A Worm's Mind In An Arduino Body
Written by Mike James   
Wednesday, 04 October 2017

It is a few years since we first encountered the mind of C. elegans built into a Lego body but now we have a version everyone can play with. It is presented as a biologically plausible model of the neural network of a small worm running on an Arduino Uno robotic platform. 



The nematode worm Caenorhabditis elegans (C. elegans) is tiny and only has 302 neurons. These have been completely mapped as partf of the OpenWorm project. Back in 2014, one of the founders of the project, Timothy Busbice, used the connectome to implement an object-oriented neuron demo. This was fascinanting and something of a milestone, but the strucutre of the program - a distributed system using UDP packets to communicate, made it hard to get involved if you wanted to try it out for yourself. 




Nematoduino is a new project by Nathan Griffith, who is obviously going to be an astrophysicist, puts the same connectome into an Arduino Uno on wheels. The simulation, in Arduino's dialect of C, is of a spiking neural network and it isn't trained and it doesn't learn. Any behavior that you see in the robot is purely an expression of what C. elegans has learned though eons of evolution.  
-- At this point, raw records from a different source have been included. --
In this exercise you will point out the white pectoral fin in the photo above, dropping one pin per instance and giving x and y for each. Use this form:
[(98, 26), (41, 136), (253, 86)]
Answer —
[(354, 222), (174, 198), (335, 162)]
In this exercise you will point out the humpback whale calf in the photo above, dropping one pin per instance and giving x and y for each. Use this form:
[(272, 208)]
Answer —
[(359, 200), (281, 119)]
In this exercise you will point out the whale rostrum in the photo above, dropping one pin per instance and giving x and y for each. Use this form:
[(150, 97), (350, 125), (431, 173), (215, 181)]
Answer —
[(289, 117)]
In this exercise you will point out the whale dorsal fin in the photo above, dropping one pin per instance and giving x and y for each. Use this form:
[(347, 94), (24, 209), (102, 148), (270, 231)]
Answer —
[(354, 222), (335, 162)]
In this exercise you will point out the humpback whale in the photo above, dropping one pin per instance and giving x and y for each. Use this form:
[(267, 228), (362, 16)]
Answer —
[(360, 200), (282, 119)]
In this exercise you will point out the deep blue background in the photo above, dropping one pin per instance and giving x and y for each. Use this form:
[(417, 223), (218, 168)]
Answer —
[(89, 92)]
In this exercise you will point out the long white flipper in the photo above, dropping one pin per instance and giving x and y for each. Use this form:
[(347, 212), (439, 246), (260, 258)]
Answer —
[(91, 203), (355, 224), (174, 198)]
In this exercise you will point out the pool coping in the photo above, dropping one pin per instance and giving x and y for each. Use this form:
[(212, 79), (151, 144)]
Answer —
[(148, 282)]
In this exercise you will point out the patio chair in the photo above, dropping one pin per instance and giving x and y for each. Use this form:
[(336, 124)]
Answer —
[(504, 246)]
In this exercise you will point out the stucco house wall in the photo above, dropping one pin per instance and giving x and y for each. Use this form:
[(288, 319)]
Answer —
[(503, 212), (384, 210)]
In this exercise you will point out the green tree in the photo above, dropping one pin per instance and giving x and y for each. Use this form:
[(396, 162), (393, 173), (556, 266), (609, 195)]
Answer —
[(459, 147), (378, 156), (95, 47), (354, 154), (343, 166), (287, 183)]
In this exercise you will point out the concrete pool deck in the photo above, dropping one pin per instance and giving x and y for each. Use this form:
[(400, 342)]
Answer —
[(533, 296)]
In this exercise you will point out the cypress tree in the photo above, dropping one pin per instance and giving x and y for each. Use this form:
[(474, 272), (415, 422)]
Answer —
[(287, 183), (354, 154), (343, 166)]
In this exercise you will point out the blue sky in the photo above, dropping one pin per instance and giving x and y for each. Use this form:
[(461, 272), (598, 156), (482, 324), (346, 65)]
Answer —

The system diagram tells most of the story:



And you can see it in action in the following video - notice that the only sensor that the "worm" has is its nose touch sensor.



Reactions to the previous worm incarnation varied from amazement to the opinion that it was spooky. Once chemists thought that you needed something special, a life force, to create organic chemicals but then it was proved wrong when the organic chemical urea was synthesised without any life being involved. The same attitude seems to apply to organic neural networks. It seems we are still amazed when someone succeeds in synthesizing anything that looks like natural AI. The point seems to be that we really don't need any "ghost in the machine" - the machine is enough and it is no less remarkable for that.

We still don't really understand much about spiking neural networks. We don't know how they work and we don't know how to train them - except by making them mimic the action of trained non-spiking neural networks. We don't really understand even the simple 300 plus neuron network of C. elegans. If you don't believe me try and work out what difference removing one of the neurons makes? Not easy. 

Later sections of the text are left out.